Washington China says the United States can have its spy plane back, but only if it's chopped into pieces. U.S. officials say that amounts to condemning the $80 million aircraft to the scrap heap, and they are holding out for a deal that would let the plane eventually return to duty.
The Ministry of Foreign Affairs announced Thursday in Beijing that the United States had agreed to chopping up the plane, but Pentagon officials denied this and insisted negotiations would continue.
"There has been no agreement reached as to how the plane will depart Hainan Island," Rear Adm. Craig Quigley, a Pentagon spokesman, said. "I can't explain for you the statement" from Beijing.
The 7-week-old standoff over the surveillance plane, which made an emergency landing on Hainan Island after colliding with a Chinese fighter jet, has shifted from arguing over whether it will be released apparently it will to how much political dignity Washington is willing to lose in the process.
"Our preference clearly is to get the aircraft back in the United States in the most efficient, cheapest and best possible way," Defense Secretary Donald Rumsfeld told reporters at the Pentagon.
He and others said that means repairing the Navy EP-3E Aries II plane on the military airfield, where it has stood since April 1, and then flying it off the island.
Although China repeated on Thursday that it would never allow the plane to fly away, Quigley said Washington has not given up that option.
An alternative suggested by the United States is to take off the plane's wings and tail section and put those pieces, along with the fuselage, aboard one or two large civilian cargo aircraft, Rumsfeld said. In that scenario, the pieces could be reassembled and the plane returned to spy duty.
China objected to that approach, Rumsfeld said, because they feared the runway at Lingshui air base on Hainan could not handle the stress of the cargo planes.
The approaches discussed so far with the Chinese do not include "chopping up the aircraft," the defense secretary told reporters.

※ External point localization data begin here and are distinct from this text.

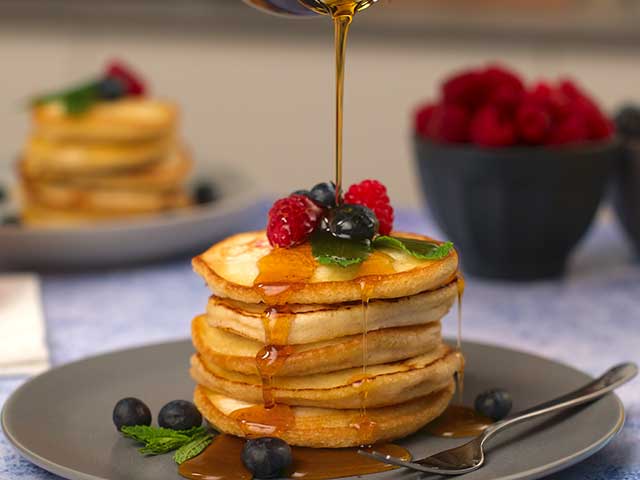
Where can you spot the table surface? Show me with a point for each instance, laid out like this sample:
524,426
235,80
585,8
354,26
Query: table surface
590,319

China seems intent on exacting a high political price by not letting the plane fly away under its own power. China contends that the plane, which was eavesdropping on Chinese military communications from international air space when the collision happened, violated its sovereignty. China demanded a U.S. apology for the collision and has insisted that U.S. surveillance flights off its coast be stopped.

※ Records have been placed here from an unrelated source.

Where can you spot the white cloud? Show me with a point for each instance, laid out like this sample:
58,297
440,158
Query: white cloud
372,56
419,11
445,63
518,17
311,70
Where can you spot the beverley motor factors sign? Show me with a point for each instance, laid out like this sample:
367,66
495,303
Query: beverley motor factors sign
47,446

Washington refused to make a full apology. Instead, President Bush approved a letter saying America was "very sorry" for the loss of a Chinese pilot and for the U.S. plane's unauthorized entry into Chinese airspace to make an emergency landing. The U.S. surveillance missions have continued.
At the State Department, spokesman Phil Reeker said, "Our strong preference remains to repair and fly out our airplane."